Novel menduga Lili berkomunikasi dengan salah satu kontestan Pilkada Kabupaten Labuhanbatu Utara yaitu Darno. Dalam komunikasi itu, ada permintaan dari Darno kepada Lili untuk mempercepat eksekusi penahanan tersangka Khairuddin Syah Sitorus selaku Bupati Labuhanbatu Utara sebelum pilkada serentak 2020 dimulai.
Khairuddin, terang Novel, juga menyampaikan bahwa dirinya memiliki bukti berupa foto-foto pertemuan antara Lili dengan Darno.
“Tujuannya menjatuhkan suara dari anak tersangka Bupati Labura Khairuddin Syah yang saat itu juga menjadi salah satu kontestan pilkada, di mana fakta ini disampaikan tersangka Khairuddin Syah kepada pelapor saat itu,” ucap Novel.
Namun, Dewas mementahkan laporan tersebut. Dewas menilai laporan kedua mantan penyidik KPK itu masih sumir. “Semua laporan pengaduan dugaan pelanggaran etik yang masih sumir tentu tidak akan ditindaklanjuti oleh Dewas,” ujar anggota Dewas KPK, Syamsuddin Haris, Jumat 22 Oktober 2021.
3. Pembohongan Publik
Empat pegawai KPK yang dipecat dengan alasan tak lolos asesmen Tes Wawasan Kebangsaan (TWK) mengadukan Lili ke Dewas KPK atas dugaan penyebaran berita bohong kepada publik, Senin 20 September 2021.
Salah satu perwakilan mantan pegawai KPK, Tri Artining Putri mengatakan dugaan pembohongan publik ini terkait konferensi pers yang dilakukan Lili pada 30 April 2021. Saat itu, kata Tri, Lili menyangkal telah berkomunikasi dengan Walikota Tanjungbalai, M Syahrial.
“Pernyataan Lili Pintauli dalam konferensi pers tersebut jelas bertentangan dengan putusan Dewan Pengawas KPK,” kata Tri.
Ia menjelaskan, dalam putusan Dewas, Lili terbukti secara sah dan meyakinkan berkomunikasi dengan M Syahrial yang merupakan tersangka KPK. Dalam putusan tersebut, Dewas juga menyatakan bahwa Lili telah menyalahgunakan kewenangannya untuk kepentingan pribadi.

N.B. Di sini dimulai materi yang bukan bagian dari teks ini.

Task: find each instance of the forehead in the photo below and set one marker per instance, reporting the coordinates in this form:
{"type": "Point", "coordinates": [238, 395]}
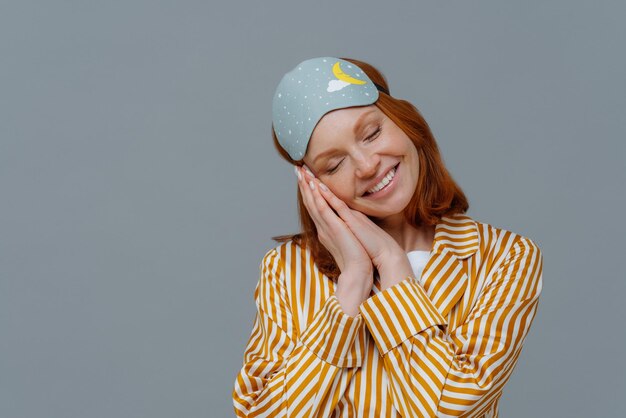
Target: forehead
{"type": "Point", "coordinates": [340, 123]}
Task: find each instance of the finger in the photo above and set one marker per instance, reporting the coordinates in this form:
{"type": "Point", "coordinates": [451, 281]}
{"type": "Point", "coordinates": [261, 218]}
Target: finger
{"type": "Point", "coordinates": [343, 210]}
{"type": "Point", "coordinates": [308, 198]}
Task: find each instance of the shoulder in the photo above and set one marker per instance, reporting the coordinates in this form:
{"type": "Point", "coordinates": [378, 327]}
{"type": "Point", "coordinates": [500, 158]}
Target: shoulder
{"type": "Point", "coordinates": [496, 238]}
{"type": "Point", "coordinates": [511, 254]}
{"type": "Point", "coordinates": [491, 245]}
{"type": "Point", "coordinates": [280, 264]}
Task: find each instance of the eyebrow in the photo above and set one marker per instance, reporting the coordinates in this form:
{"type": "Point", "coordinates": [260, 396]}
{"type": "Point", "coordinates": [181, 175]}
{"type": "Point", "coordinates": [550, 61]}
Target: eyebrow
{"type": "Point", "coordinates": [356, 128]}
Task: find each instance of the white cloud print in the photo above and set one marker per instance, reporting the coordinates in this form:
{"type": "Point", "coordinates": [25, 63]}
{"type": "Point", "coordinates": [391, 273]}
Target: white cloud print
{"type": "Point", "coordinates": [336, 85]}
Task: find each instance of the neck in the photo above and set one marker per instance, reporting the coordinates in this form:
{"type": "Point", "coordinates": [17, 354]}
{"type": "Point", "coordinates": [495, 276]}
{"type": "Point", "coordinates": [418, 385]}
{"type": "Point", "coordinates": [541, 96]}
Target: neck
{"type": "Point", "coordinates": [410, 238]}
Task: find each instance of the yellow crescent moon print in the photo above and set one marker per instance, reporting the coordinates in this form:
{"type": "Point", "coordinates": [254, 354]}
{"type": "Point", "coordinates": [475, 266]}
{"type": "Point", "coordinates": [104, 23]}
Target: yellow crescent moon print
{"type": "Point", "coordinates": [343, 76]}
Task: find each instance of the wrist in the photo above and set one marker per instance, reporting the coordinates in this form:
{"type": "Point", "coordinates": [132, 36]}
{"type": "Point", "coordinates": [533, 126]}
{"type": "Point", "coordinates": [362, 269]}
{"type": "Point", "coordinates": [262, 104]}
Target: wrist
{"type": "Point", "coordinates": [351, 291]}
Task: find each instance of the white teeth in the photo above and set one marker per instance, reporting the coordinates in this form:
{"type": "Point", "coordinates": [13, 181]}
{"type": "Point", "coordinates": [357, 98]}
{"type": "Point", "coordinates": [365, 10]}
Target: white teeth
{"type": "Point", "coordinates": [384, 181]}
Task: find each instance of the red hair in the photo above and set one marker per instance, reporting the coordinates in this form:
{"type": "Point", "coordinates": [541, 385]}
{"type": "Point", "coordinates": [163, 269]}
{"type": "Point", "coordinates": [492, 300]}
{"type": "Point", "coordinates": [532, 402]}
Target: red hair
{"type": "Point", "coordinates": [436, 194]}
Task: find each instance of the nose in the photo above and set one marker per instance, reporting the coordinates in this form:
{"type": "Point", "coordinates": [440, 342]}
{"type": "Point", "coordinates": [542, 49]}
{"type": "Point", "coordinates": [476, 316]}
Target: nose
{"type": "Point", "coordinates": [367, 165]}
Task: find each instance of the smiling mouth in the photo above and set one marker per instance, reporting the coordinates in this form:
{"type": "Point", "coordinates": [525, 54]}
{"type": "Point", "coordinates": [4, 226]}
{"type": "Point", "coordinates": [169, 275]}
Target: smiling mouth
{"type": "Point", "coordinates": [395, 168]}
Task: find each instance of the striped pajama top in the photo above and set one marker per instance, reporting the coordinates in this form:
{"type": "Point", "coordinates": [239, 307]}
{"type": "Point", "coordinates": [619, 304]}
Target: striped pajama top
{"type": "Point", "coordinates": [442, 345]}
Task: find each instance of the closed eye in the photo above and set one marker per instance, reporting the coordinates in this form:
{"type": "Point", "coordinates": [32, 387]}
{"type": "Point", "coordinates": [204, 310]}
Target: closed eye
{"type": "Point", "coordinates": [370, 138]}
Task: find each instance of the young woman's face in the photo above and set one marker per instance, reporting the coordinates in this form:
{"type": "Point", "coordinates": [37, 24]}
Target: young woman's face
{"type": "Point", "coordinates": [352, 149]}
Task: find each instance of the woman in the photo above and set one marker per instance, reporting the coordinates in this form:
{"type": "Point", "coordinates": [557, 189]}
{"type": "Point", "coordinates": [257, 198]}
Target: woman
{"type": "Point", "coordinates": [391, 302]}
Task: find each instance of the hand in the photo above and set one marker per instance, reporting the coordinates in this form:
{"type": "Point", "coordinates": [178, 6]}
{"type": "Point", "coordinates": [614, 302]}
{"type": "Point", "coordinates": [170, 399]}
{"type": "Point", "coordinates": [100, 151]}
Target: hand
{"type": "Point", "coordinates": [384, 252]}
{"type": "Point", "coordinates": [356, 280]}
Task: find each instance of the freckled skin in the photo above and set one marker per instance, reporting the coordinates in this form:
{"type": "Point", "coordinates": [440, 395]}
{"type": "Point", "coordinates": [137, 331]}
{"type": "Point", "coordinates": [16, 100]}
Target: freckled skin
{"type": "Point", "coordinates": [364, 159]}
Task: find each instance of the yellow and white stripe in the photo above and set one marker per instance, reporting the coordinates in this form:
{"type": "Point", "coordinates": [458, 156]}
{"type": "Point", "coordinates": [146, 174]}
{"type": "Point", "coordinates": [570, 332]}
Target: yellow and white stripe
{"type": "Point", "coordinates": [440, 346]}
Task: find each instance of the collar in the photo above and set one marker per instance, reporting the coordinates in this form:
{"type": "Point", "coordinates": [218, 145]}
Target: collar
{"type": "Point", "coordinates": [458, 233]}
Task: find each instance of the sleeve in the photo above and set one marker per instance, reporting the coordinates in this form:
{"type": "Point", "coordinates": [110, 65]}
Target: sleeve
{"type": "Point", "coordinates": [286, 373]}
{"type": "Point", "coordinates": [461, 373]}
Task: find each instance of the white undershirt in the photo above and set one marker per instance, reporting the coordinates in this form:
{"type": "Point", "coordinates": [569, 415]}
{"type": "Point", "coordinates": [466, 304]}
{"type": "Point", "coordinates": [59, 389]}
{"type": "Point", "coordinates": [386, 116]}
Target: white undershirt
{"type": "Point", "coordinates": [418, 259]}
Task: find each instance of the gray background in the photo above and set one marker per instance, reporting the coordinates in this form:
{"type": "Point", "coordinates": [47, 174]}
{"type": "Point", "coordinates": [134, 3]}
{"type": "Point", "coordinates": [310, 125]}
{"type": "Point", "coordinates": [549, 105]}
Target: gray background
{"type": "Point", "coordinates": [139, 187]}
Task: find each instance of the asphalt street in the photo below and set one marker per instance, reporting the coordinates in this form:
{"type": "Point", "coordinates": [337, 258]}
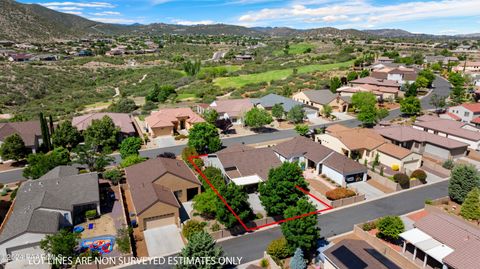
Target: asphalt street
{"type": "Point", "coordinates": [442, 88]}
{"type": "Point", "coordinates": [251, 247]}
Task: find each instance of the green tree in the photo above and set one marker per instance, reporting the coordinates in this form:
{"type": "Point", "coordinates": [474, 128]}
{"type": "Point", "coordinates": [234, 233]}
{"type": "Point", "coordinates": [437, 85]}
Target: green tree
{"type": "Point", "coordinates": [205, 203]}
{"type": "Point", "coordinates": [302, 129]}
{"type": "Point", "coordinates": [13, 148]}
{"type": "Point", "coordinates": [463, 179]}
{"type": "Point", "coordinates": [124, 105]}
{"type": "Point", "coordinates": [130, 146]}
{"type": "Point", "coordinates": [410, 106]}
{"type": "Point", "coordinates": [66, 136]}
{"type": "Point", "coordinates": [277, 111]}
{"type": "Point", "coordinates": [296, 114]}
{"type": "Point", "coordinates": [45, 132]}
{"type": "Point", "coordinates": [210, 116]}
{"type": "Point", "coordinates": [192, 227]}
{"type": "Point", "coordinates": [39, 164]}
{"type": "Point", "coordinates": [257, 118]}
{"type": "Point", "coordinates": [390, 227]}
{"type": "Point", "coordinates": [237, 198]}
{"type": "Point", "coordinates": [279, 191]}
{"type": "Point", "coordinates": [204, 138]}
{"type": "Point", "coordinates": [471, 206]}
{"type": "Point", "coordinates": [201, 245]}
{"type": "Point", "coordinates": [60, 244]}
{"type": "Point", "coordinates": [302, 232]}
{"type": "Point", "coordinates": [89, 155]}
{"type": "Point", "coordinates": [335, 83]}
{"type": "Point", "coordinates": [103, 134]}
{"type": "Point", "coordinates": [297, 261]}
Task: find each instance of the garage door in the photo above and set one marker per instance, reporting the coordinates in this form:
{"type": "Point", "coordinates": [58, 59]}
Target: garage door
{"type": "Point", "coordinates": [159, 221]}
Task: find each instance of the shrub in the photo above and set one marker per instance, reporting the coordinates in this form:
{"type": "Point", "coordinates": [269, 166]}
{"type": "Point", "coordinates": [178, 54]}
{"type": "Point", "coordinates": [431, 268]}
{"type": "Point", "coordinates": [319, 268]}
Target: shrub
{"type": "Point", "coordinates": [279, 249]}
{"type": "Point", "coordinates": [192, 227]}
{"type": "Point", "coordinates": [339, 193]}
{"type": "Point", "coordinates": [368, 226]}
{"type": "Point", "coordinates": [390, 227]}
{"type": "Point", "coordinates": [402, 179]}
{"type": "Point", "coordinates": [420, 175]}
{"type": "Point", "coordinates": [90, 214]}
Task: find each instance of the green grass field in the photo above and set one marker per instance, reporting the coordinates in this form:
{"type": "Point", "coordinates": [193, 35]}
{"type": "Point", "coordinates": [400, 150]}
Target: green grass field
{"type": "Point", "coordinates": [240, 81]}
{"type": "Point", "coordinates": [295, 49]}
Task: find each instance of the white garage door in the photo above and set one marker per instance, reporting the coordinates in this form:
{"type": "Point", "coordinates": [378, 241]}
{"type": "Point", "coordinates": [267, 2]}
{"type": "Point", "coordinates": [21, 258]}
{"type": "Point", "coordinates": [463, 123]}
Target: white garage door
{"type": "Point", "coordinates": [159, 221]}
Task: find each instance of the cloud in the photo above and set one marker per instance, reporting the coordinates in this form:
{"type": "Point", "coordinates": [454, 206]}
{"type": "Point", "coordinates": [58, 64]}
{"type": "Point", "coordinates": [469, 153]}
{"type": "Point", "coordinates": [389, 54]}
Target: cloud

“Pelanggaran ini melanggar ketentuan kode etik dan juga ketentuan pidana dalam UU KPK,” terang Tri.
4. Kasus Tanjungbalai
Pada Senin, 30 Agustus 2021, Majelis Etik Dewan Pengawas KPK menghukum Lili dengan sanksi berat berupa pemotongan gaji 40 persen selama 12 bulan. Lili terbukti melakukan komunikasi langsung dengan pihak beperkara di KPK yaitu Walikota Tanjungbalai, M Syahrial.
Lili juga terbukti memanfaatkan posisinya sebagai pimpinan KPK untuk menekan Syahrial guna pengurusan penyelesaian kepegawaian adik iparnya Ruri Prihatini Lubis di Perusahaan Daerah Air Minum (PDAM) Tirta Kualo Tanjungbalai. Hal itu terkait dengan pembayaran uang jasa pengabdian Ruri sejumlah Rp 53.334.640.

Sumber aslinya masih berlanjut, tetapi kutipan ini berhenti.